Dari realitas di tengah pergaulan saat ini maupun dari data-data sejarah masa lalu, meyakinkan sekali bahwa sebaran peradaban dan budaya Jawa memang sangat luas dan membentuk semakin sempurna sebagai puncak-puncak kebudayaan di wilayah yang sangat luas pula. Bahwa sejak 17 Agustus 1945 begitu NKRI lahir lalu membagi wilayah negara dalam batas-batas provinsi yang terpisah antara Jabar, Jateng, Jatim bahkan DIY, itu adalah bentuk pengaturan kekuasaan dalam pemerintahan administratif.
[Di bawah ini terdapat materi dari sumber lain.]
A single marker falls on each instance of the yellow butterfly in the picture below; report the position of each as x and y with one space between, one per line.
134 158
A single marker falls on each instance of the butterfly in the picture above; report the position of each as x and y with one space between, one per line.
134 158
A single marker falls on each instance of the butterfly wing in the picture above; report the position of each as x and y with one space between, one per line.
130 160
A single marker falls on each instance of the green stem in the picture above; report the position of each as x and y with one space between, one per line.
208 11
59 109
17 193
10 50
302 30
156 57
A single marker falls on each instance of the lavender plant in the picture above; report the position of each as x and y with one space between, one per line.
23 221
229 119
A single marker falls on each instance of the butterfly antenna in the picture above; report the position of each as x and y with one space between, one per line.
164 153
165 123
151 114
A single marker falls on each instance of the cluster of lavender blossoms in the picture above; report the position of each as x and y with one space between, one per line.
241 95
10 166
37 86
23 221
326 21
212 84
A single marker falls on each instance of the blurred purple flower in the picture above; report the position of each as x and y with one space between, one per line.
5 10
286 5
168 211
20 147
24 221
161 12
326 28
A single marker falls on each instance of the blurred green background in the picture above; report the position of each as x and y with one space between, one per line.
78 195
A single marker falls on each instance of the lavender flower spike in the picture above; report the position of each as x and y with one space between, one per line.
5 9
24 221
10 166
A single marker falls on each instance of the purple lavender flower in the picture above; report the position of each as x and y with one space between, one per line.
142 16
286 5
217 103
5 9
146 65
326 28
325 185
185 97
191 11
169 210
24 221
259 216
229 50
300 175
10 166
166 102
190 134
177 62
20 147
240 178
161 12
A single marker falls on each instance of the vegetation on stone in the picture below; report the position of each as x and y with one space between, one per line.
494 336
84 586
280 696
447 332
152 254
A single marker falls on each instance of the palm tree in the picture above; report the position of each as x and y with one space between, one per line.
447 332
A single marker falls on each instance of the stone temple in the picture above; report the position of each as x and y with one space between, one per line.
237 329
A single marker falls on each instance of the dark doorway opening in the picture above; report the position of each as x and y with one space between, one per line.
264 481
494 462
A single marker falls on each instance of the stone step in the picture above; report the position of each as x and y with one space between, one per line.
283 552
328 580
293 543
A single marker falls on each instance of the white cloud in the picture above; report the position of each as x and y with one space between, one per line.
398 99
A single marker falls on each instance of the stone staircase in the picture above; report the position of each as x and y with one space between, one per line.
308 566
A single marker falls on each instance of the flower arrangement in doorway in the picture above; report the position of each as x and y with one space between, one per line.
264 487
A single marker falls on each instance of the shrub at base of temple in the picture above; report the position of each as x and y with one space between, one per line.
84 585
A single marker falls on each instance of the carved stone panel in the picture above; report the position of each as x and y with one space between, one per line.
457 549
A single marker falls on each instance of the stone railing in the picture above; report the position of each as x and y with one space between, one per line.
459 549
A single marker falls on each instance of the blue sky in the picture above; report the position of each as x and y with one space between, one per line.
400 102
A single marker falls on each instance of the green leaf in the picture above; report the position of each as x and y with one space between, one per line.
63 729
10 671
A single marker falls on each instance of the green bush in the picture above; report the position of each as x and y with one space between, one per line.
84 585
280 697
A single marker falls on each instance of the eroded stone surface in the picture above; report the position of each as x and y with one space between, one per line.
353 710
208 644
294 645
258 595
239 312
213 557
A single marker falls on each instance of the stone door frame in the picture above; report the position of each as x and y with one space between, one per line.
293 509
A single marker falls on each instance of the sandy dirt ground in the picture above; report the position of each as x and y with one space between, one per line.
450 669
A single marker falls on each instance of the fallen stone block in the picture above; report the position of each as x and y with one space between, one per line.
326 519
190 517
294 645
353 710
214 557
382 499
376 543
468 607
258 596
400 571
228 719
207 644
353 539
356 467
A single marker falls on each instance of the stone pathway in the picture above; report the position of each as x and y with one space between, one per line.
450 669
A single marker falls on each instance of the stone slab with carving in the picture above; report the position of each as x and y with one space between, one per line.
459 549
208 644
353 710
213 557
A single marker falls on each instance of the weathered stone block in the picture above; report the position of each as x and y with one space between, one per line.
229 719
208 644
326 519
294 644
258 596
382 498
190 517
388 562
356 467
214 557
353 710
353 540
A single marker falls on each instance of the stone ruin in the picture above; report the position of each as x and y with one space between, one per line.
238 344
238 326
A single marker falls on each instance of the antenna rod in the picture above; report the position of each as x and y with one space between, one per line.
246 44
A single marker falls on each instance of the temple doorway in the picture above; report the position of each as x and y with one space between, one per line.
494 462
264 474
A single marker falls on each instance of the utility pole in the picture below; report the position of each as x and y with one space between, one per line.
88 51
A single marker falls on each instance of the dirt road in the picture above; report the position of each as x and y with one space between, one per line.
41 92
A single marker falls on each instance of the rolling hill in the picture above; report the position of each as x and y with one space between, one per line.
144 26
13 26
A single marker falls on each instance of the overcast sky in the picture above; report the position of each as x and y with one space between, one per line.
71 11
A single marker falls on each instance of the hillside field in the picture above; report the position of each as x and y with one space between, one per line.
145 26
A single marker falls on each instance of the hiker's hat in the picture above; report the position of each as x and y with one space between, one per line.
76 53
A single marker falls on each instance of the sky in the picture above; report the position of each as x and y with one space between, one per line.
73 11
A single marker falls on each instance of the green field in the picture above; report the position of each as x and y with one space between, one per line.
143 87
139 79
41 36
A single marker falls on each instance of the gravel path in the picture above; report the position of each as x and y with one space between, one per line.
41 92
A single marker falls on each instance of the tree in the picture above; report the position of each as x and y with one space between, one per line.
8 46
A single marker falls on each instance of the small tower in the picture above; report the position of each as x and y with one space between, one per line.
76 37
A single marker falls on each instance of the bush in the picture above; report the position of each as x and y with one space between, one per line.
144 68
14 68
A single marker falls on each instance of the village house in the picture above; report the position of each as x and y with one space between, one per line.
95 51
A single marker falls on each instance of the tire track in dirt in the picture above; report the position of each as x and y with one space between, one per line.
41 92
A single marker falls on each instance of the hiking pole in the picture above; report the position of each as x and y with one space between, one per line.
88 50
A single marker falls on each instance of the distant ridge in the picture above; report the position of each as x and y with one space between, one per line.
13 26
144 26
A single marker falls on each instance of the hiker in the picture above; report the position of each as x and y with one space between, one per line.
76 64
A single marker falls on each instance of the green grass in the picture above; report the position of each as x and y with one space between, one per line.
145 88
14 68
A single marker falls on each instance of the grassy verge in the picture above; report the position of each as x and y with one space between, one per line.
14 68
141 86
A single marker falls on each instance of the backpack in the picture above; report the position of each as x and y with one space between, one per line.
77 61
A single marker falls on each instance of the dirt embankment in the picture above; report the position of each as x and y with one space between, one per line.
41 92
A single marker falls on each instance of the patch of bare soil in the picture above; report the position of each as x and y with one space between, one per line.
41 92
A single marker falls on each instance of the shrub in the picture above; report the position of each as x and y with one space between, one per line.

AMONG TAMU : Para sentana dan abdidalem Kesultanan Kacirebonan bersama unsur elemen masyarakat setempat, menjadi petugas “among tamu” atau penerima tamu undangan yang hadir pada pisowanan Milad ke-215 kesultanan, yang digelar di  Bangsal Praba Yaksa, Minggu (12/3). (foto : iMNews.id/Won Poerwono)

Pembagian batas-batas wilayah pemerintahan secara administratif itu, kini sudah berusia sebagian besar di atas 70 tahun sesuai usia NKRI, tetapi batas-batas itu tidak akan bisa memutus tali silaturahmi antar sesama warga peradaban Jawa. Batas-batas itu tidak akan menghapus atau mematikan latarbelakang sejarah kebudayaan yang sama-sama telah dirasakan, dijadikan pedoman hidup dan dilaksanakan dalam kehidupan sehari-hari hingga menjadi cirikhas kebhinekaannya.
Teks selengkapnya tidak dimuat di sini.